We can give him two images, one with known description, and the other
with
unknown, after enough users translate the unknown in the same why, we
can use it as a verified translation. We base on the known image
description to
allow the user to create the account.
What if the known image isn't described the same way?
Even assuming that we provide them the English translation (so that they
know what it is, eg. it's not a "house" but the Royal Palace of XYZ!),
and that all our users understand English good enough for making a
translation. Not all translatoins will be the same.

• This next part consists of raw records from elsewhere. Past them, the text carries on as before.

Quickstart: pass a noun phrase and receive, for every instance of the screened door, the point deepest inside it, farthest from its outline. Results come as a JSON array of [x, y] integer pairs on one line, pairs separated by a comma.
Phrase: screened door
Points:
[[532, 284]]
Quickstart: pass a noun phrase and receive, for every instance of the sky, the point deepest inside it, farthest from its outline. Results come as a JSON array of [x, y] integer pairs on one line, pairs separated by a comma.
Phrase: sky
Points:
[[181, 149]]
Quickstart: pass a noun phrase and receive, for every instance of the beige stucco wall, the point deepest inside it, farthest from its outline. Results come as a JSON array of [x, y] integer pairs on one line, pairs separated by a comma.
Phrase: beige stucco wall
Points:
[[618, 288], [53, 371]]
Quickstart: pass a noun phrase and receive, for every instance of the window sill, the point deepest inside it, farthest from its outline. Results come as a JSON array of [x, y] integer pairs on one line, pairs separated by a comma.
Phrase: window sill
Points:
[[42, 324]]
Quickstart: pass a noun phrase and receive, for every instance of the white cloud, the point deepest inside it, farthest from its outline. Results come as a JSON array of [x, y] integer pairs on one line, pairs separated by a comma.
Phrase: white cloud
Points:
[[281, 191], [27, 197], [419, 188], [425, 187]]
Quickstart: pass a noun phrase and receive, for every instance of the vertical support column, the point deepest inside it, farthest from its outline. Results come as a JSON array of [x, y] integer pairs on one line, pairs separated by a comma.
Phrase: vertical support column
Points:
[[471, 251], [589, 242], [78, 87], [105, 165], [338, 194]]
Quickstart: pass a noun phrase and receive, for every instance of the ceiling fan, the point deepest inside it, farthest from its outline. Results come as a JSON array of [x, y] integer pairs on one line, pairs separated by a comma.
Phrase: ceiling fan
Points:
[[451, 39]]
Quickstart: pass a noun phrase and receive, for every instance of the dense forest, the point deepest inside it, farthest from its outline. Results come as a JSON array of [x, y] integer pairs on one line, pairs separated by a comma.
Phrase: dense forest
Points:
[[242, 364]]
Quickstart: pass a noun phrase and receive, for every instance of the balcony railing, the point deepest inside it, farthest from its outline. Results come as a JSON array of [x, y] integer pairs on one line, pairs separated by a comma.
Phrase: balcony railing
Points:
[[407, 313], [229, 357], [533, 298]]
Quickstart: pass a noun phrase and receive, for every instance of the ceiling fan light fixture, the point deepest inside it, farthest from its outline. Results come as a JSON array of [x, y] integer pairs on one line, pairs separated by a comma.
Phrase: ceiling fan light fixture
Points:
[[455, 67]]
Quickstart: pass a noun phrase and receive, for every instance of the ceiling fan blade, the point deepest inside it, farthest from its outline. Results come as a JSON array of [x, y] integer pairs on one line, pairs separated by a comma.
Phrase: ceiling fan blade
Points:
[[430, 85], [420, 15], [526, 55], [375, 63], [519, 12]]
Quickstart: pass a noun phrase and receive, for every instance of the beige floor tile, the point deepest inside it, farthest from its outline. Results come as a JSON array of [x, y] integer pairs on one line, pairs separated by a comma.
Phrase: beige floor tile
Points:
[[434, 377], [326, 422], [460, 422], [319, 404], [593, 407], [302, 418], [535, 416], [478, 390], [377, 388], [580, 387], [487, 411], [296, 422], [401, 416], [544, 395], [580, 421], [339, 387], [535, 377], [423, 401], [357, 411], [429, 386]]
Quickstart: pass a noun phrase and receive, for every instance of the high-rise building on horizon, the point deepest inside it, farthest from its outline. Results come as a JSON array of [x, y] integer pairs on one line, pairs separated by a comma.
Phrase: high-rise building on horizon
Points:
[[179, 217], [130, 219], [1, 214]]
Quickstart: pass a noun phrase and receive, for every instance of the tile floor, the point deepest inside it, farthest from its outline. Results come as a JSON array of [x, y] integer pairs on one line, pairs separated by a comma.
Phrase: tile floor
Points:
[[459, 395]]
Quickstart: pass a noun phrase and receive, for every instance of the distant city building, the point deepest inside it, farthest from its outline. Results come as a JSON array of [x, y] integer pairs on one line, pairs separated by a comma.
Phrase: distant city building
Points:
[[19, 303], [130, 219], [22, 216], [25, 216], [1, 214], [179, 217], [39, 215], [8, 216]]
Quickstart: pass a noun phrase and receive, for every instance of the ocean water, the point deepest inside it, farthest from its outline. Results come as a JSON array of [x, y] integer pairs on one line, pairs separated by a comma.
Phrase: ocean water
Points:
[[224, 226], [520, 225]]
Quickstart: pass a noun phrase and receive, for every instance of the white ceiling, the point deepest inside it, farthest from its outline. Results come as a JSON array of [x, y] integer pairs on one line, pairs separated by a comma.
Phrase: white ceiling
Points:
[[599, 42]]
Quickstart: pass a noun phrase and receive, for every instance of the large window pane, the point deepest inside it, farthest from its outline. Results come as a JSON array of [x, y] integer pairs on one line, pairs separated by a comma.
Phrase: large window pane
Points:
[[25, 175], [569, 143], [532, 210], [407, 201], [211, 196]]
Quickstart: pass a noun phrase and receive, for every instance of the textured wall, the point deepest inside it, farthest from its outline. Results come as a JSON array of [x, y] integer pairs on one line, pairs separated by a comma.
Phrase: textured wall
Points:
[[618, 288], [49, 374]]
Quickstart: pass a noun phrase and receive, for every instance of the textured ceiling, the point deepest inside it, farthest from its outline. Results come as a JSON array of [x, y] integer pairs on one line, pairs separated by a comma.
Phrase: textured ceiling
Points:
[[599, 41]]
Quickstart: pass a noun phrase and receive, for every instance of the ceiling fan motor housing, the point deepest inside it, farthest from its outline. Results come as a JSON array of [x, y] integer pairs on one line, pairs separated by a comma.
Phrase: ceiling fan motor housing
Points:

Supose we get these different results: Fairytale graphic illustration,
House of the grandmother of Little Red Riding Hood, House of Little Red
Riding Hood granny, Picture of Perrault fairytale about Little Red
Riding Hood, Image of Little Red Riding Hood story from Grimms' Fairy
Tales.
It wouldn't be that bad to have differing _proposed descriptions_. But
not so for the check-description, when you would need to guess how it
was translated previously by other (even if all translations were fair
and accurate, with no misspellings at all).
Is it possible to embed a file from commons in
the login page? is it
possible to parse the entered text and store it?
Yes and yes (dedicating some efforts to make it happen, of course).
benefits:
A) it would be harder for bots to create automated accounts.
B) We will get translations to many languages with little effort from
the users
signing up.
What do you think?
I agree with (B) in that we would get many translations (although
probably low-quality ones).
I am not so sure about (A). If the accounts are being created by bot,
the captcha should be changed to stop it and/or new mechanisms (such as
throttles) created.
If they are handmade, I see little difference from a spammer POV. Making
up a description is harder than typing a word, but we would need to dumb
the process, so not a big difference. And in little time they would
learn how to game the system.
As for moving it forward, I think the learn from entered values should
be done in a generic way, and then the "recaptcha" proposal for helping
wikisource implemented. Your idea could be added later on (I see those
flaws, though).
Regards
I see flaws in this idea.
Firstly all images are going to need a pre-existing text we can match to
work. We can't just go purely off of what is entered into the captcha
because that means the first few users who are given that will have no
text to match against and we're going to be annoying a lot of users by
giving false negatives and rejecting edits from valid users.
Given that we will already have text out in the open this captcha will be
trivial to attack. It will be a fairly trivial job to iterate over all of
the commons images, and save a hash of the image and a description
extracted from the image page into a key/value database.
After that when the bot is served an image it would hash the image, look
up the value for the hash key in it's own database, and then use that
description bypassing the captcha.
Even if you were to try resizing and slightly distorting an image I don't
think it would help much. Image comparison is much easier than the task of
extracting text from an image. Bots are liable to have access to some
algorithm for creating fingerprints of images that will match even after
you try to make slight changes to it.
But lastly, there is a very important fact in captcha cracking you're
missing. Human aided captcha cracking already exists. No matter how hard
you make it for a computer to understand captchas there are already bots
breaking captchas by sending the captcha back to some home server, giving
the captcha to either a badly paid turk worker or tricking some person
wanting to look at porn into solving the captcha, then sending the
solution back to the bot and breaking through the captcha.
At this point "Pick the kitten" captchas will be less vulnerable than this
proposal. (And even those can be broken with a human in the mix).
--
~Daniel Friesen (Dantman, Nadir-Seen-Fire) [